The backend developer of EOS network, Block.one, would now use its unused EOS tokens for block producers voting, announced on April 08, 2020.
The EOS network works on a blockchain technology stack, i.e., EOSIO and uses a form of distributed Proof-of-Stake consensus (dPoS). dPoS is a platform where stakeholders individually vote to create a block.
Block.one The Silent Minority Token Holder
Block.one refers itself as a silent minority token holder because it also has a stake of EOS tokens. The EOS network releases its list of token holders and mentioned that an account named b1 which has 9.5 percent of the network’s token, is the only largest token holder of it.
A report states that from May 2020, block producers voting would start on the network, in two phases and in that Block.one will participate as a voter.

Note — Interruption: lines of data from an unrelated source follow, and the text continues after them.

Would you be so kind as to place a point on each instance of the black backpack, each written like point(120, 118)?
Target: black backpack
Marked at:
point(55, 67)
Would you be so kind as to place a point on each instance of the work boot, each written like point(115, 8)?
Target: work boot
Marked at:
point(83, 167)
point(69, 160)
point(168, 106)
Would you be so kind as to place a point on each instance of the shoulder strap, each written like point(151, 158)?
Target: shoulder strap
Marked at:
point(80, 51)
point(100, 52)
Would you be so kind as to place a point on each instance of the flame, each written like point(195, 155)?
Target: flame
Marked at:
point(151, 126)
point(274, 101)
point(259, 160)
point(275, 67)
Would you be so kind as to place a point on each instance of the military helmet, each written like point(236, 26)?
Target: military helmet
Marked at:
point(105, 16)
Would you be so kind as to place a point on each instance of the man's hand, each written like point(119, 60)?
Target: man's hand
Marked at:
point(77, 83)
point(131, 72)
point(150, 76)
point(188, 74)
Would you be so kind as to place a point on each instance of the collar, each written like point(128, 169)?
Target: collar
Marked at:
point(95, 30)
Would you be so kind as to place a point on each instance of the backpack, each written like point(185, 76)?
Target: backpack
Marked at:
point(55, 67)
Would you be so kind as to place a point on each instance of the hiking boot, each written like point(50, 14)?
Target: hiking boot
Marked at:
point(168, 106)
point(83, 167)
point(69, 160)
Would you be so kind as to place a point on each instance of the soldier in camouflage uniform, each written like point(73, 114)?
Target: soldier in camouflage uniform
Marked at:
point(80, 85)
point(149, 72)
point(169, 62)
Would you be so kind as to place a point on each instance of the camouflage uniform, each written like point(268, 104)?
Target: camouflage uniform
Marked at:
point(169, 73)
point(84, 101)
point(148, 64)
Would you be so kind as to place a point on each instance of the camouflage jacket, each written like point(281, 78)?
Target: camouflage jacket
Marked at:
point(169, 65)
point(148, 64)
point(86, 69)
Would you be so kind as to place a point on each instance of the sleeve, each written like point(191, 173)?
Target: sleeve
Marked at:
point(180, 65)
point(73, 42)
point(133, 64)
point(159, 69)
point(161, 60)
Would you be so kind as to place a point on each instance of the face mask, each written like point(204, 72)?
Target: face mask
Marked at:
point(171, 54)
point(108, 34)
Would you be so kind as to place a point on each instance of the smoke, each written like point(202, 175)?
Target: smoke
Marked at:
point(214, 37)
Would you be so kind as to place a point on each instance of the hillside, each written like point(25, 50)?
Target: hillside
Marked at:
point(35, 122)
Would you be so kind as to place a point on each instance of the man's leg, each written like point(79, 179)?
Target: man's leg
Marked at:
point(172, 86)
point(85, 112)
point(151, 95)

At an initial phase, the company would vote for those BPs, who according to it, are the key contributors to the networks. And at that time the Block.one would not take part in any rewarding schemes related to voting.
Later the company would have to use its tokens to collect part of staking rewards. The rewards would be used to improve the network via research and funding of EOS initiatives.
SEC Dissolved Charges Against Block.one
As mentioned earlier, the b1 account is the largest token holder and it had already devoted more than 90 million tokens to staking out.
Currently, it is hard to assume how many numbers of Block.one would use to stake while voting, even the company has not mentioned it clearly.
According to a report, for the first time, the Block.one would stake its token on the EOS network. Earlier, the company was just focused on developing EOSIO.
The report added that in September 2019, the United States Securities and Exchanges (SEC) settled the charges against the parent company of EOS network. The company faced the charges for using unregistered initial coin offering, which was settled for $24 million.